CoachCox

Sub 10 Hour Ironman Training

Ten hours seems to be the Ironman equivalent of the three hour marathon. Just as my first major goal in distance running was to break three hours (Taunton 2005) when I moved on to Ironman ten hours was there in my mind. As barriers they represent an attainable point of performance for the dedicated athlete. Not requiring quite the same focus as a 2:40 marathon or sub 9 hour Ironman, but equally not a time achieved by the odd bit of training. They’re both clear indicators that an athlete has put in a reasonable amount of work into their preparation.

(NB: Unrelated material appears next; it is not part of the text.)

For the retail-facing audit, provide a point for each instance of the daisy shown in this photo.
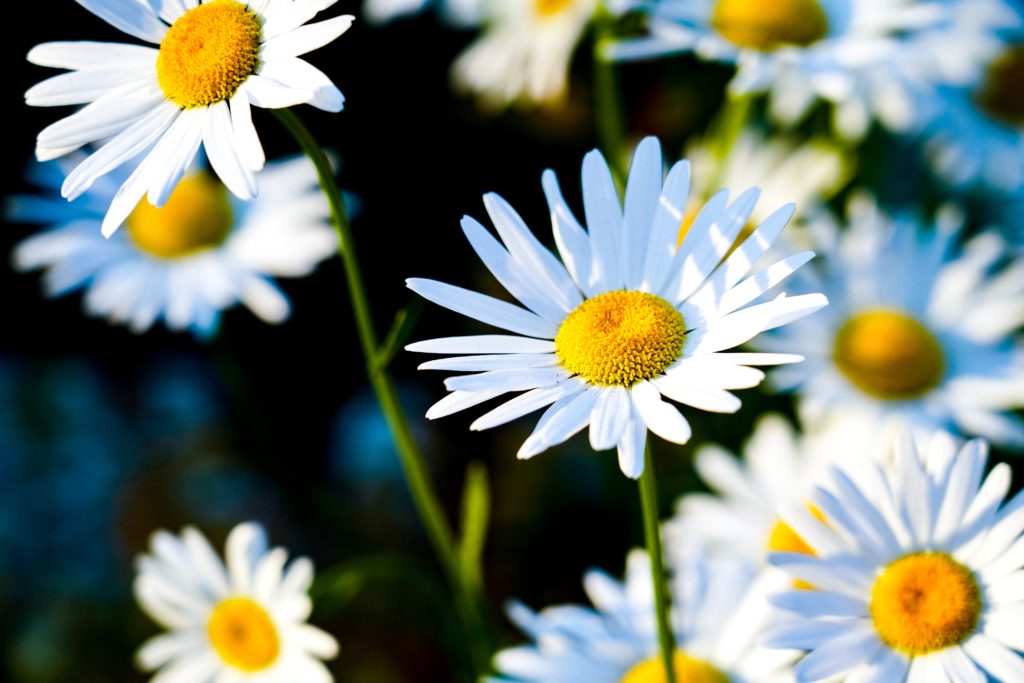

Inspired by a recent thread on the Tritalk forum I thought I’d look at what was involved in my first sub 10 Ironman and see what could be learnt from it. My initial memories were of long hours of training around work and a commute. In fact my recollection was of 20-25 hour weeks as the norm. Digging through old files I found a spreadsheet of training volume for 2007. The average was a little over 12 hours with peak around 18 hours in the lead in! Significantly less than expected.

I logged everything in WKO+ from 2008 onwards and soon discovered my recollection was of my second season of Ironman racing where I increased the volume and weekly training load. Even then the average was a 17-18 hour week, but with peak weeks typically around the 25 hour mark. Also notably were some training camps consisting of major volume – Epic Camp Italy represented a 45 hour training week!

Given it took a lot less training than I assumed it makes sense to consider what kind of athlete I was at the start of 2007. I came to triathlon from a couple of years running with a marathon PB of 2:50 at Taunton. At that time I was very light, around the race weight I aim for now. Running was a strength and I took advantage of this in tri by doing minimal training to maintain it. I’d learnt to swim as a child, but not to a high level so much of my training time was about becoming a reasonable swimmer. Similarly I’d only owned a road bike for two years and was still developing as a rider.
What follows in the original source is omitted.